QRF (QR Factorization)

Overview

QRF, also known as QR decomposition, is a decomposition of a matrix \(A\) into a product of an orthogonal matrix \(Q\) and an upper triangular matrix \(R\).

QRF is often used to solve the linear least squares problem and is the basis for a particular eigenvalue algorithm, the QR algorithm.

\[A = Q R\]

There are several methods for actually computing the QR decomposition, such as by means of the Gram-Schmidt process, Householder transformations, or Givens rotations. Each has a number of advantages and disadvantages. For more details, please refer: QR_decomposition.

In our design, Given rotations is used.

Implementation

DataType Supported

  • float
  • x_complex<float>
  • std::complex<float>

Note

Subnormall values are not supported. If used, the synthesized hardware will flush these to zero, and the behavior will differ versus software simulation.

Interfaces

  • Template parameters:
    • TransposedQ : Selects whether Q is output in transposed form
    • RowsA : Number of rows in input matrix A
    • ColsA : Number of columns in input matrix A
    • InputType : Input data type
    • OutputType : Output data type
    • QRF_TRAITS : qrfTraits type with specified values
  • Arguments:
    • matrixAStrm : Stream of Input matrix
    • matrixQStrm : Stream of Orthogonal output matrix
    • matrixRStrm : Stream of Upper triangular output matrix

Note

The function will fail to compile or synthesize if RowsA < ColsA.

Implementation Controls

Specifications

There is a configuration class derived from the base configuration class xf::solver::qrfTraits by redefining the appropriate class member.

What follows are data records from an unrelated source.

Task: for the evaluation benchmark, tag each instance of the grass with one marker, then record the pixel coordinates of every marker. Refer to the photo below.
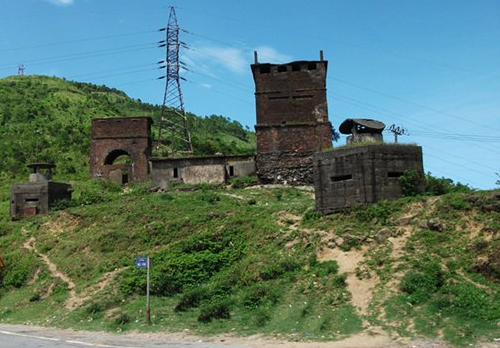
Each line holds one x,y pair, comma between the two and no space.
227,258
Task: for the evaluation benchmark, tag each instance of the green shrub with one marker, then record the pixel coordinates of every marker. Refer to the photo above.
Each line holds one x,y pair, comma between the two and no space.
192,298
311,214
467,300
188,263
122,319
410,183
441,186
380,211
219,309
243,181
259,293
422,282
325,268
277,266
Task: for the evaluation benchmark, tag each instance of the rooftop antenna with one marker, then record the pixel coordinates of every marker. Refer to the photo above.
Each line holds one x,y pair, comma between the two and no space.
398,131
173,115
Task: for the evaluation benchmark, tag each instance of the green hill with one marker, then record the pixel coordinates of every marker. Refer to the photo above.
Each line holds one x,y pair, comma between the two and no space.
232,259
48,119
258,260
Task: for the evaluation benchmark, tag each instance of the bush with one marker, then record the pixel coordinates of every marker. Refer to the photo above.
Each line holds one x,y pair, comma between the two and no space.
122,319
440,186
467,300
311,214
380,211
420,284
244,181
410,183
259,293
217,310
188,263
191,299
277,266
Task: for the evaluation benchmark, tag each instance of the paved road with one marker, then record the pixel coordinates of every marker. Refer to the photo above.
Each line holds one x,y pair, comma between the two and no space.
19,336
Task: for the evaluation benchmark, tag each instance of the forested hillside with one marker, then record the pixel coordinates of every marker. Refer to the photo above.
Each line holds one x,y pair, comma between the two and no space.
48,119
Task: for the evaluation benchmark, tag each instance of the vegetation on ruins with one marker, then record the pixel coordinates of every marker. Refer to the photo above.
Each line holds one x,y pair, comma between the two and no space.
48,119
240,258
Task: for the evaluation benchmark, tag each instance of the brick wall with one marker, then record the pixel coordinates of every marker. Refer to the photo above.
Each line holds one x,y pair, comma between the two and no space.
292,119
131,136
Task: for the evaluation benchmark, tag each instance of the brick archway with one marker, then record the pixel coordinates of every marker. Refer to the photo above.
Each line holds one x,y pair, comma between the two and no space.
114,137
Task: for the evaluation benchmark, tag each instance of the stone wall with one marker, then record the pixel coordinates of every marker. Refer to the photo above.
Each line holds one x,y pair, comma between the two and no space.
200,169
364,174
36,198
113,137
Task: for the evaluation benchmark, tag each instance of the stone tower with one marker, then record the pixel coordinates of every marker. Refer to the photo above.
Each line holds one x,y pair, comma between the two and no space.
292,119
126,138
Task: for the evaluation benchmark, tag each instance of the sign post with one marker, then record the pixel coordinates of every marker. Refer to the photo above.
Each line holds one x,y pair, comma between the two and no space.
141,263
148,308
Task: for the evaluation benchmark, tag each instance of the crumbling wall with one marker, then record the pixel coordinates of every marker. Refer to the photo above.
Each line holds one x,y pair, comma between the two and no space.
365,174
112,137
292,119
28,199
200,169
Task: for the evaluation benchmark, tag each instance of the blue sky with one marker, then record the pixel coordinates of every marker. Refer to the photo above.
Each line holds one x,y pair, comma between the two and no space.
430,66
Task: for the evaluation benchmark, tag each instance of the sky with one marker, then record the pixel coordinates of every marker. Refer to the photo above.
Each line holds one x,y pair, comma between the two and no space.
432,67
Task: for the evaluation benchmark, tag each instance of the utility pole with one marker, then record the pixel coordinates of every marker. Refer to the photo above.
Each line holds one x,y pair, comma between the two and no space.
397,130
173,115
20,69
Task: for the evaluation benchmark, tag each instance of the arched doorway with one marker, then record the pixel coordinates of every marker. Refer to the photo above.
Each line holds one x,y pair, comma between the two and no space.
119,164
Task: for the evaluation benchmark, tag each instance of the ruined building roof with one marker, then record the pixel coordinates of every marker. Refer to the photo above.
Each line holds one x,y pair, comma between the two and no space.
364,125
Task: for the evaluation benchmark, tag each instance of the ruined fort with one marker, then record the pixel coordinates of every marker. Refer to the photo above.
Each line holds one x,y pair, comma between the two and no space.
294,146
292,119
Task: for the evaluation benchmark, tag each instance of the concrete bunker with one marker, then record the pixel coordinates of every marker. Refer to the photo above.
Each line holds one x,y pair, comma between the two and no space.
365,173
38,195
362,130
120,148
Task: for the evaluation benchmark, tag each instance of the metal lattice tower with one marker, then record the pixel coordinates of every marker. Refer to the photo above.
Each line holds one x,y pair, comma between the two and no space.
173,116
20,69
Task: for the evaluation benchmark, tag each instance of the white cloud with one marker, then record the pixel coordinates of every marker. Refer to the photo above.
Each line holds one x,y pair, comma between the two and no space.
268,54
61,2
208,58
206,85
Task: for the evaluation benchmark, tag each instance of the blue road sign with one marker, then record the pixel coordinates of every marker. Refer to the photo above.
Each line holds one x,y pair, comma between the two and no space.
141,262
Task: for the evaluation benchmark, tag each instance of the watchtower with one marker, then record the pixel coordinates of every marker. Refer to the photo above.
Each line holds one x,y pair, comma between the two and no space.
292,119
120,148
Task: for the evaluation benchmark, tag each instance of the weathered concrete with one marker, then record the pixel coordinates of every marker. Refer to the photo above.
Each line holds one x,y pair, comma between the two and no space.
27,199
364,174
115,137
200,169
292,119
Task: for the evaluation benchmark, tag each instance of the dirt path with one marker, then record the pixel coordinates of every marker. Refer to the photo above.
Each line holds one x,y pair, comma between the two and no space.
75,300
54,272
361,289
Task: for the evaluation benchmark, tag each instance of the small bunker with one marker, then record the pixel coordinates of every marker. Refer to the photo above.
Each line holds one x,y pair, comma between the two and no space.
363,173
39,194
217,169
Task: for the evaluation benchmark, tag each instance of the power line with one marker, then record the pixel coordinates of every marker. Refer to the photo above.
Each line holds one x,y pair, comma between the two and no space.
172,110
83,55
61,43
331,41
413,103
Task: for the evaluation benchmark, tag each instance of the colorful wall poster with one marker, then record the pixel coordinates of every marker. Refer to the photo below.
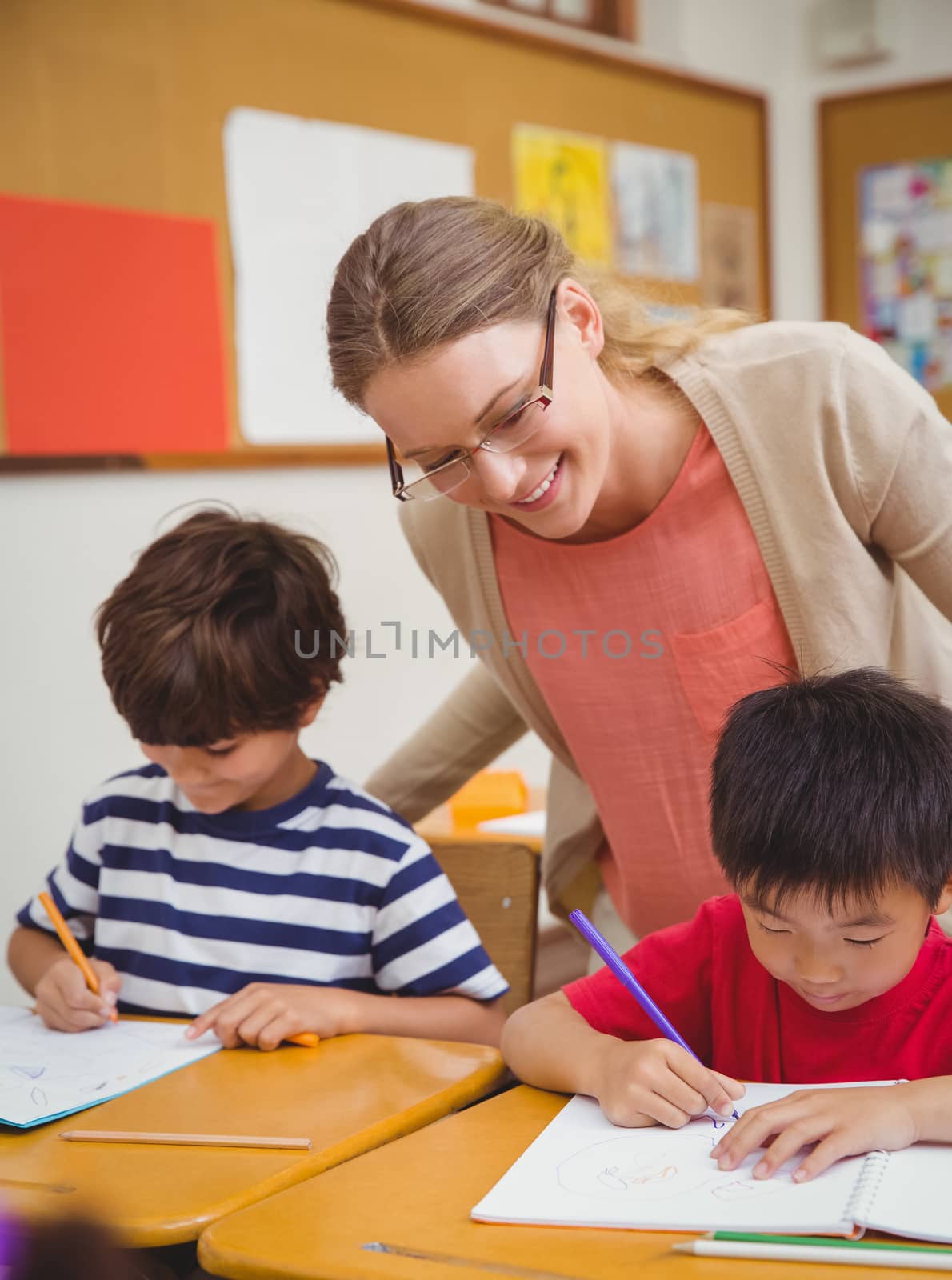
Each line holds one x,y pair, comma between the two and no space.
906,266
563,177
730,258
298,192
655,211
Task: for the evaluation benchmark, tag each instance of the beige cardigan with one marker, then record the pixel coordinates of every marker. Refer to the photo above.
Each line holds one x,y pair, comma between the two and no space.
843,465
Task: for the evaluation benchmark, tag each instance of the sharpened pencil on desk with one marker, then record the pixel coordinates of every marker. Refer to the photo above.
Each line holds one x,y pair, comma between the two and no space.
73,949
188,1139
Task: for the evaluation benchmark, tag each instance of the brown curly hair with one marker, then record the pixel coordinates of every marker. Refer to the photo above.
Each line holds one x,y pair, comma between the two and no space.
200,643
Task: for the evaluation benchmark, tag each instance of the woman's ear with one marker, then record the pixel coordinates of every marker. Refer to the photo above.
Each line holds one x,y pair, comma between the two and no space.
581,310
310,714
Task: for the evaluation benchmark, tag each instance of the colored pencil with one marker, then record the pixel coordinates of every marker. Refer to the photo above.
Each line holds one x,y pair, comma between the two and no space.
837,1252
73,949
188,1139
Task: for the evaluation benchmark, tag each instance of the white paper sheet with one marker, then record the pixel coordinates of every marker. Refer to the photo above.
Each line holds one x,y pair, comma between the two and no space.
47,1074
655,196
585,1171
531,823
298,192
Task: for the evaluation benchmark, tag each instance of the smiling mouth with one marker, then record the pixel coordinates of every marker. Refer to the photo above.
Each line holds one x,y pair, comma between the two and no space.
540,490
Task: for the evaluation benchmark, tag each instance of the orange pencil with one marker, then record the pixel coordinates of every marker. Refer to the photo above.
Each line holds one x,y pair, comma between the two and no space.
73,949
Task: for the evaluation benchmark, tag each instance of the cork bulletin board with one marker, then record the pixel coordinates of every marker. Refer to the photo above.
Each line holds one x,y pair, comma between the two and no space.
111,134
898,292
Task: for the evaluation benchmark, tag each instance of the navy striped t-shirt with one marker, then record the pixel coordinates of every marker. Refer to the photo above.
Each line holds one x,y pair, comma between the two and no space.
329,887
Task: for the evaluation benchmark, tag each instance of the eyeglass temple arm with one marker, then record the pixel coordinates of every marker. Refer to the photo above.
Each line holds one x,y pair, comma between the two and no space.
396,473
549,354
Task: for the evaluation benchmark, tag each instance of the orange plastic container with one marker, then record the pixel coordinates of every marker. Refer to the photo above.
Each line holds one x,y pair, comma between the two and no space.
490,794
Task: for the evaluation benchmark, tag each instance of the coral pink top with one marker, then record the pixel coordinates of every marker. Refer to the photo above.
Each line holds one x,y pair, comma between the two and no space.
638,646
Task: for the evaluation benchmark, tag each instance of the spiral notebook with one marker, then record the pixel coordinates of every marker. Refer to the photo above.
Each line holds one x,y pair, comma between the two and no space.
585,1171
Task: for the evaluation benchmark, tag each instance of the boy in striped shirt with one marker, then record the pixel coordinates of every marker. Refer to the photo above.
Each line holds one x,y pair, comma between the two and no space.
233,878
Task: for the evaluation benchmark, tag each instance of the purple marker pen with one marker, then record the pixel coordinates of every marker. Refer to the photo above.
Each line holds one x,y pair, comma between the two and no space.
627,979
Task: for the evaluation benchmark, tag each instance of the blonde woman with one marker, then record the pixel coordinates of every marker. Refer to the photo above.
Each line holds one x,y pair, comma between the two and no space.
635,522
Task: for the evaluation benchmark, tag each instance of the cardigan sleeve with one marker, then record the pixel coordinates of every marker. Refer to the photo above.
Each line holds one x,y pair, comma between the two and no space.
901,448
474,726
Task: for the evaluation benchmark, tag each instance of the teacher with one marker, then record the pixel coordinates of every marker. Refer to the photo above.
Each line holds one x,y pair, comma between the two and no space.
634,522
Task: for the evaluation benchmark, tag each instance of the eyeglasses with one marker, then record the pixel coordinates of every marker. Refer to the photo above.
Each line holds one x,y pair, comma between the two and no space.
514,429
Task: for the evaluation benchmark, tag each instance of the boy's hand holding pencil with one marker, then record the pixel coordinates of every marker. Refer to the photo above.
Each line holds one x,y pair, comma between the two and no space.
658,1082
76,994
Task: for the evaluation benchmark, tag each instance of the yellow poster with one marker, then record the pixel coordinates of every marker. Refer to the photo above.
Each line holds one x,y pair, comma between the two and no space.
563,177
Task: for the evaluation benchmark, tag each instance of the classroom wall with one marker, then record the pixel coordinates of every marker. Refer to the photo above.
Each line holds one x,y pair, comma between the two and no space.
64,541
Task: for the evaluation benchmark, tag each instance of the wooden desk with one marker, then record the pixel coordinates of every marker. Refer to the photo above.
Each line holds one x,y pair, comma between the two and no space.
347,1096
418,1194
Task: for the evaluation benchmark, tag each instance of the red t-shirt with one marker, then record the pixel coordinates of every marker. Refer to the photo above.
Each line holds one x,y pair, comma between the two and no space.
740,1021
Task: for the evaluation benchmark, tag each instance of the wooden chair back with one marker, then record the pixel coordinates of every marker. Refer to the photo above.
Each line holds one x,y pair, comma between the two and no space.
497,883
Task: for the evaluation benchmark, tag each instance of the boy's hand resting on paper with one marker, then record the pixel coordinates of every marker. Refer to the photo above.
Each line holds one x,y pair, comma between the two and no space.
66,1004
658,1082
266,1013
841,1123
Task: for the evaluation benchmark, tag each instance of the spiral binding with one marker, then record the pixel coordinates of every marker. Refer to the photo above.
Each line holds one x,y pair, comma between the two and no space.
866,1188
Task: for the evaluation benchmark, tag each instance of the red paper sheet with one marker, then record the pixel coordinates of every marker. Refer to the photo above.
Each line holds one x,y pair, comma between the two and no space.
110,330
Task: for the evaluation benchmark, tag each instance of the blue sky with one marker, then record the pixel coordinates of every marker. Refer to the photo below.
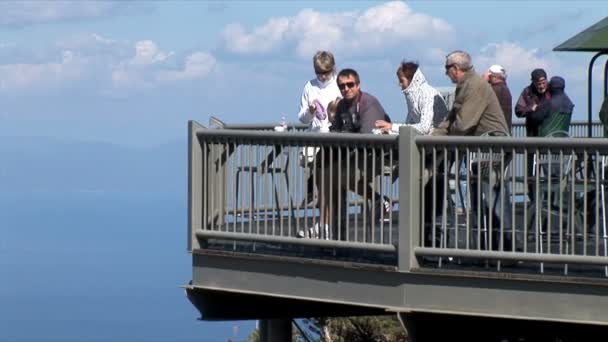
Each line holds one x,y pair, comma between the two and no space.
133,73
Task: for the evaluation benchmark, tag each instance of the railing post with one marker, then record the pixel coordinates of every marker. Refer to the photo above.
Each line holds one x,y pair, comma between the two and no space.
409,198
195,184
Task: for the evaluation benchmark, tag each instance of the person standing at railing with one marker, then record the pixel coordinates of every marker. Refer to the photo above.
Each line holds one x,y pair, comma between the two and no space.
426,107
476,111
554,115
531,97
317,94
604,116
497,77
324,180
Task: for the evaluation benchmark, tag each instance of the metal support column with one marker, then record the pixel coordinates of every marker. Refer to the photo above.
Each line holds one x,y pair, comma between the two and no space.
275,330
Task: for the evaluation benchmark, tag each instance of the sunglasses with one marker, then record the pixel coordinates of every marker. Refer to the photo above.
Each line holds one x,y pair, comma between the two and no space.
345,85
326,74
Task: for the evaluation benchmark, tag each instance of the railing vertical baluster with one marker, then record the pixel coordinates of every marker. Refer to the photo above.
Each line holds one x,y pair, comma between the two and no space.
409,193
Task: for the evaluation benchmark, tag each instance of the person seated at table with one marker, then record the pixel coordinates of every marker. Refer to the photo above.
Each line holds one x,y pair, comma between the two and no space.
476,111
426,108
357,113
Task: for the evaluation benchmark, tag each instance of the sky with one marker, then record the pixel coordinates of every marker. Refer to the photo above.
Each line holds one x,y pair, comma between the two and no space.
134,72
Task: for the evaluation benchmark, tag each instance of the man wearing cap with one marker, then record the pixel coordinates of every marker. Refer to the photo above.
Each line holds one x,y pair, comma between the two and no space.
497,77
531,97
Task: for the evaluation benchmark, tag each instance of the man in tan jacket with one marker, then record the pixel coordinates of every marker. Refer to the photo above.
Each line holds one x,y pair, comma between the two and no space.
476,109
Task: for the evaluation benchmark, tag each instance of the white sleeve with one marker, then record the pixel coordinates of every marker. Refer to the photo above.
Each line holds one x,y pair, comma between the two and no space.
425,103
395,127
304,115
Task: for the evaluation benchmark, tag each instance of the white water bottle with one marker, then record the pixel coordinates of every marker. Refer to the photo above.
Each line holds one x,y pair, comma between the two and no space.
282,127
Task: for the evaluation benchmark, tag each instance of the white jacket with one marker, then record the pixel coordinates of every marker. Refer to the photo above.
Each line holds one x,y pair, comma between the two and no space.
313,90
422,109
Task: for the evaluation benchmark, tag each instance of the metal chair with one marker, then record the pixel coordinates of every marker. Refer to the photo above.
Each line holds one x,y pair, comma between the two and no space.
488,194
553,201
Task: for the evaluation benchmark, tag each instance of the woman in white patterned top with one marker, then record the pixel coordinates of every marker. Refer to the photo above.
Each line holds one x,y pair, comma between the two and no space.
426,107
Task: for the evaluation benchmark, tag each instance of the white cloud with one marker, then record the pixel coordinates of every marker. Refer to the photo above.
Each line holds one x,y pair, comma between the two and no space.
20,13
19,76
384,26
517,60
198,65
99,64
151,66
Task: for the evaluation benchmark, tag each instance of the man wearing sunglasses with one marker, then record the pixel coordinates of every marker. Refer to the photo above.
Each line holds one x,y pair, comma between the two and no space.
358,112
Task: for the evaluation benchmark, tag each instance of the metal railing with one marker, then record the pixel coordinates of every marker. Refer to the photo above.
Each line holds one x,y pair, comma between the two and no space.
578,129
254,187
476,210
448,198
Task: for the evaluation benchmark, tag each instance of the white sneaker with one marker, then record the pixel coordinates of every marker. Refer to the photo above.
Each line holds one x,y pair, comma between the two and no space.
312,232
326,232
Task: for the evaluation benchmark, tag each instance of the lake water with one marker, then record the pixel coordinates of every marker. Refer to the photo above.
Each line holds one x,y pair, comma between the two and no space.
99,267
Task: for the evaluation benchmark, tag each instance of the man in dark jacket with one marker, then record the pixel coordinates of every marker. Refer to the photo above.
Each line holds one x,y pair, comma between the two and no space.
497,77
527,103
554,115
531,97
604,116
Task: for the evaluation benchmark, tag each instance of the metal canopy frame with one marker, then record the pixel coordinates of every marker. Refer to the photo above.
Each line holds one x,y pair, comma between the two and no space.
578,44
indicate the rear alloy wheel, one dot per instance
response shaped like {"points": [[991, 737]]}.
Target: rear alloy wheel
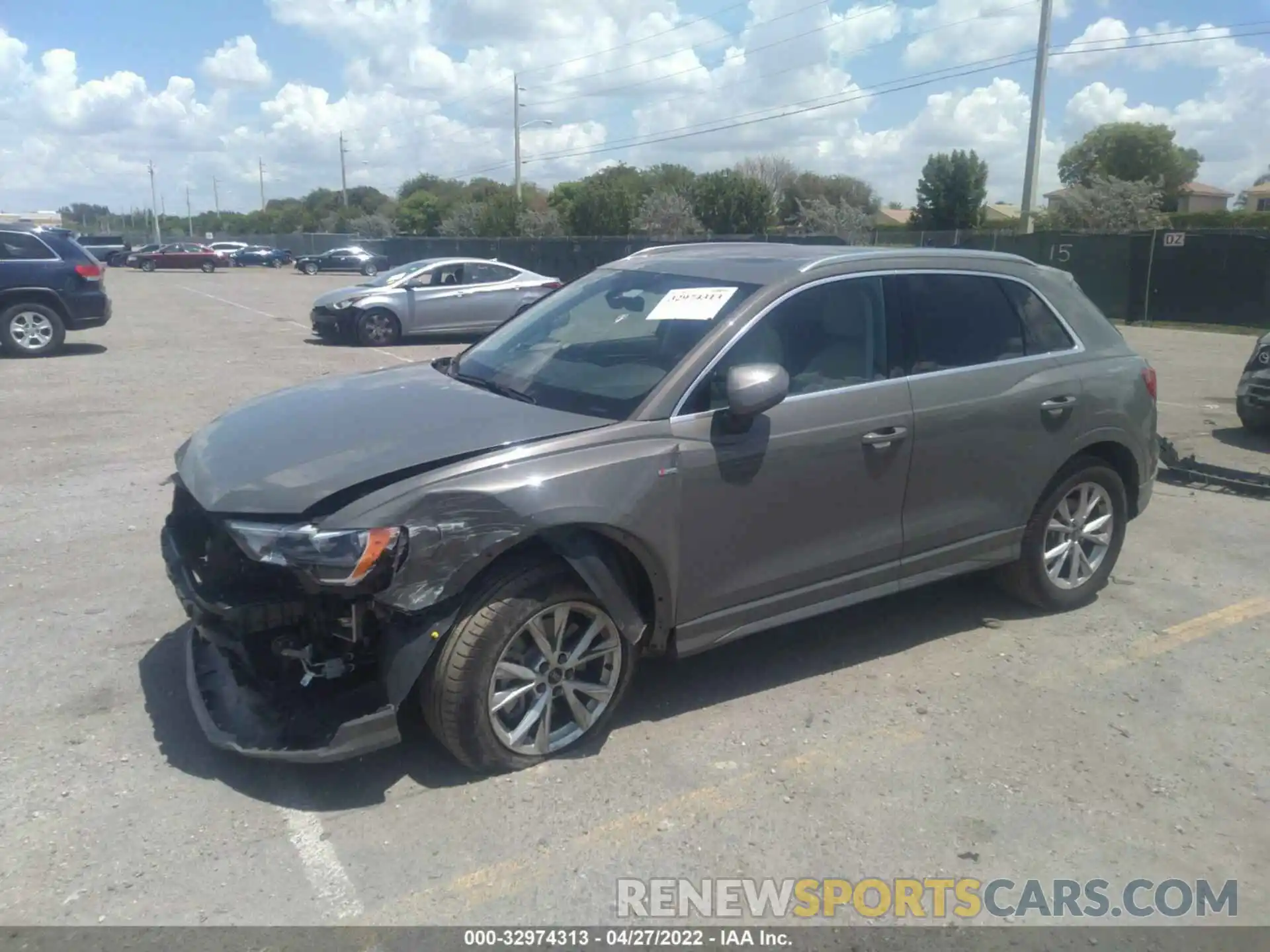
{"points": [[535, 666], [1074, 539], [31, 331], [379, 328]]}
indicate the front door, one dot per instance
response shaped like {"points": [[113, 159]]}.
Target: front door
{"points": [[802, 509], [994, 411]]}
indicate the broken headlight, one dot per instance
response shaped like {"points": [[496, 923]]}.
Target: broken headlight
{"points": [[334, 557]]}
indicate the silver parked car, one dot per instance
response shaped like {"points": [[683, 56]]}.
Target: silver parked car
{"points": [[685, 447], [436, 295]]}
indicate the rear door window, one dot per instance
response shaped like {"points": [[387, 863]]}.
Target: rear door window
{"points": [[22, 247], [1043, 332], [959, 320]]}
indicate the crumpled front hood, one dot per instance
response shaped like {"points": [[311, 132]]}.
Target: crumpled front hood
{"points": [[284, 452], [345, 294]]}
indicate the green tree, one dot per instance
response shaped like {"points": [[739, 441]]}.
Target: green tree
{"points": [[1130, 151], [667, 177], [730, 204], [418, 214], [605, 204], [952, 190], [1108, 205], [835, 190]]}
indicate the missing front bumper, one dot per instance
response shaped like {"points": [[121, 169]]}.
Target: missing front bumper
{"points": [[235, 717]]}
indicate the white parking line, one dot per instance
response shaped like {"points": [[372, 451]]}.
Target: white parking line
{"points": [[266, 314], [323, 870], [235, 303]]}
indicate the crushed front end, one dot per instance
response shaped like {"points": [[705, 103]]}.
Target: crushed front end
{"points": [[281, 662]]}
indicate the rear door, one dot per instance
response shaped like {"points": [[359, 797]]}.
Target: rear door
{"points": [[802, 508], [992, 415]]}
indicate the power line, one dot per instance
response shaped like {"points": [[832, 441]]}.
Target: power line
{"points": [[737, 121], [601, 52], [694, 46], [745, 80], [698, 66]]}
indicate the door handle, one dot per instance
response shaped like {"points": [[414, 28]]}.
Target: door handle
{"points": [[883, 438], [1058, 404]]}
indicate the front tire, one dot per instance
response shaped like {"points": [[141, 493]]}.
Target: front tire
{"points": [[1074, 539], [379, 328], [532, 666], [31, 331]]}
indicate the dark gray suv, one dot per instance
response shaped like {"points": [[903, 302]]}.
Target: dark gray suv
{"points": [[685, 447]]}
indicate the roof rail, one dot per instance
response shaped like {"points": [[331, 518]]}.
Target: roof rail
{"points": [[896, 251]]}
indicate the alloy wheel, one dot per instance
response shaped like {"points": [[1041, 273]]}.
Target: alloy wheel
{"points": [[556, 678], [31, 331], [1079, 536]]}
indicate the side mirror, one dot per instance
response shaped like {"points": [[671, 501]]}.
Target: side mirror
{"points": [[756, 387]]}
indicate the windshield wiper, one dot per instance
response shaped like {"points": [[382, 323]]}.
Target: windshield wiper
{"points": [[493, 387]]}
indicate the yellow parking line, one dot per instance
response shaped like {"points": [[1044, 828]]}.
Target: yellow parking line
{"points": [[1187, 633], [512, 876]]}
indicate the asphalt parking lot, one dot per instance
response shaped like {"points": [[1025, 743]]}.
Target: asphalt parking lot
{"points": [[948, 731]]}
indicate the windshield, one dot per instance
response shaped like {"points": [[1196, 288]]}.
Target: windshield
{"points": [[600, 346], [392, 277]]}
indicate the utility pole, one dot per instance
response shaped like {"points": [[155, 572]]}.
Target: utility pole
{"points": [[516, 126], [343, 177], [1027, 215]]}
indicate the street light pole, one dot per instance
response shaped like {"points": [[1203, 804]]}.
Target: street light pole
{"points": [[343, 177], [154, 205], [1032, 172], [516, 126]]}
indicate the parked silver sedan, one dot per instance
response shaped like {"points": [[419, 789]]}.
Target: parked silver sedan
{"points": [[433, 296]]}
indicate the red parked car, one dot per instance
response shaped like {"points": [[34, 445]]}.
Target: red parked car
{"points": [[181, 255]]}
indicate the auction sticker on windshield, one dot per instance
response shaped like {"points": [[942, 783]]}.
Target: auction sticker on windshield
{"points": [[691, 305]]}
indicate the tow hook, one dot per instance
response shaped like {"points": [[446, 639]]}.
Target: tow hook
{"points": [[329, 669]]}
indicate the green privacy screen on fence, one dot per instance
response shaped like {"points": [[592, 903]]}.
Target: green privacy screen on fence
{"points": [[1206, 277]]}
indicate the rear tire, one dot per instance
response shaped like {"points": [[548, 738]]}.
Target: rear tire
{"points": [[379, 328], [1089, 539], [459, 692], [31, 331]]}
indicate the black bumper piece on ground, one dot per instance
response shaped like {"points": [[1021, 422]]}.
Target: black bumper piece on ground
{"points": [[325, 721]]}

struct my_qrf_traits : xf::solver::qrfTraits<A_ROWS, A_COLS, MATRIX_IN_T, MATRIX_OUT_T> {
    static const int ARCH = SEL_ARCH;
};

The base configuration class is:

template <int RowsA, int ColsA, typename InputType, typename OutputType>
struct qrfTraits {
    static const int ARCH = 1;
    static const int CALC_ROT_II = 1;
    static const int UPDATE_II = 4;
    static const int UNROLL_FACTOR =1;
};

Note

  • ARCH: Select implementation. 0=Basic. 1=Lower latency/thoughput architecture.
  • CALC_ROT_II: Specify the rotation calculation loop target II of the QRF_ALT architecture(1).
  • UPDATE_II: Specify the pipelining target for the Q & R update loops.
  • UNROLL_FACTOR: Specify the unrolling factor for Q & R update loops of the QRF_ALT architecture(1).

The configuration class is supplied to the xf::solver::qrf function as a template paramter as follows.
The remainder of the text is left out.